For this assignment you will write your own little program to find subsequences using a standard least common subsequence algorithm. The usage of your program will look like this.

findMatches sequence|file file percentMatch

The first argument can be a file name or a sequence of characters you want to match. If there is a file of that name it assumes it is a filename. When it is a filename, your program opens the file and reads it in and uses the contants as a single string for the sequence. After that is the name of a single file that you will be searching in. The last argument is what percentage of the characters have to match for you to accept something. You will find the smallest sequences that are at least as long as the search sequence that match that percentage.

To make this more clear, let's look at an example. You fun the following command

findMatches ACCGTTAGC tomato.gen 80

Now tomato.gen might have an extremely long sequence of characters in it. We will assume for now it only have the following line.

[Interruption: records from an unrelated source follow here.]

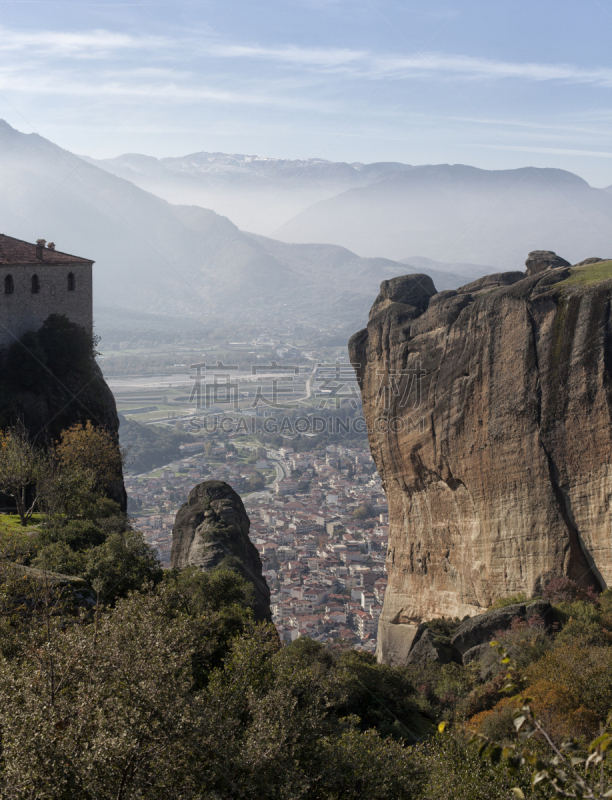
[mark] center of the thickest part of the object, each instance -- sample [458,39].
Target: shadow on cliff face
[211,530]
[488,415]
[50,381]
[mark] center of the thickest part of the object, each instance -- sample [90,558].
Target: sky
[493,84]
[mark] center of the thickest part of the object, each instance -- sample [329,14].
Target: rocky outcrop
[212,529]
[482,629]
[432,648]
[488,412]
[542,260]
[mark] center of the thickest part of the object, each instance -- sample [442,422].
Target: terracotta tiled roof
[17,252]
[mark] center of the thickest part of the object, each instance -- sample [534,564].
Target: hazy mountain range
[460,213]
[184,260]
[154,257]
[258,194]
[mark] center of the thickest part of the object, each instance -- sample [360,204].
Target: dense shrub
[565,590]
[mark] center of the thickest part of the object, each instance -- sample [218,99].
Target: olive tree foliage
[68,478]
[22,470]
[109,705]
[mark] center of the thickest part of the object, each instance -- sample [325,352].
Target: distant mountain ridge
[156,258]
[457,213]
[257,193]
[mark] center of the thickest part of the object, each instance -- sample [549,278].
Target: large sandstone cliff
[488,411]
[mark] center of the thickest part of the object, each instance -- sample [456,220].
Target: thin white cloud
[93,43]
[371,65]
[558,151]
[292,54]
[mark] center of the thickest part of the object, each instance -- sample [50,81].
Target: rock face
[489,416]
[542,260]
[213,527]
[431,648]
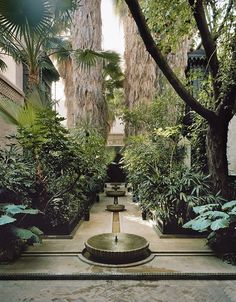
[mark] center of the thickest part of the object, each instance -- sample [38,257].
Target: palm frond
[86,58]
[15,16]
[38,100]
[3,65]
[62,11]
[9,47]
[9,111]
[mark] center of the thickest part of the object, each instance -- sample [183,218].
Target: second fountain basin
[118,248]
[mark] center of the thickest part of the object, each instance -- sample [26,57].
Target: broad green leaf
[215,214]
[208,207]
[229,204]
[25,234]
[198,224]
[19,209]
[5,219]
[219,224]
[36,231]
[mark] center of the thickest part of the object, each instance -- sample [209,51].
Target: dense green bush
[53,170]
[13,235]
[161,181]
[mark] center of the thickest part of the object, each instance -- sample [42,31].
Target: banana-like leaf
[25,234]
[14,209]
[5,219]
[3,65]
[9,111]
[229,205]
[220,223]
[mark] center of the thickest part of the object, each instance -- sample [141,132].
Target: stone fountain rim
[144,247]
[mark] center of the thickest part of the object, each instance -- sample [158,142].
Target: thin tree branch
[160,60]
[228,10]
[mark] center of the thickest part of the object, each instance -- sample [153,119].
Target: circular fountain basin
[115,207]
[118,193]
[109,249]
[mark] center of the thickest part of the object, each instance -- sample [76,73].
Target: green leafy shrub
[219,221]
[17,175]
[161,181]
[179,192]
[13,236]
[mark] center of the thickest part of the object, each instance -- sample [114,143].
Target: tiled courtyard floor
[170,256]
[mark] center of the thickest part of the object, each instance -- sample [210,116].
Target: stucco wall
[8,90]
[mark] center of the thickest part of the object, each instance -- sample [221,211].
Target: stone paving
[170,256]
[118,291]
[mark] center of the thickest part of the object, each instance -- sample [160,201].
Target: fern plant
[219,221]
[13,236]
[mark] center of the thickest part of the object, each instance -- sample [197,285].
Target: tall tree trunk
[66,72]
[216,146]
[90,105]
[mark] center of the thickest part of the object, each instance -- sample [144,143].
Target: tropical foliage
[12,232]
[219,221]
[214,23]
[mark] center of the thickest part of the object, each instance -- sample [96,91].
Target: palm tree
[88,83]
[143,79]
[29,32]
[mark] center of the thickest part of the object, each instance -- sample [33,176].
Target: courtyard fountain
[116,248]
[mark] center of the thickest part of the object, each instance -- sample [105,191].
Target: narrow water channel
[116,222]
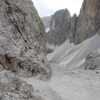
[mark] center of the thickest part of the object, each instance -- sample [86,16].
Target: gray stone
[13,88]
[88,20]
[60,27]
[22,41]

AAGTCGACCTGATTGAGTACTGACCGTTAGCGATTTACGTACAGGGTCCAAACTGATAACG

The search sequence has 9 characters in it and you have asked for matches to 80% of the characters. So you will only report back things where the longest common subsequence is 8 or 9 characters long since 7/9 is less than .8. You can take many approaches to this. One would be to just pick substrings from the long string whose length is what you are searching for and run lcs to see if they match. There are probably more efficient methods that employ divide and conquer methods as well. I don't care what you do for this. Your output should give each of the match sequences and tell what fraction of the characters were a match.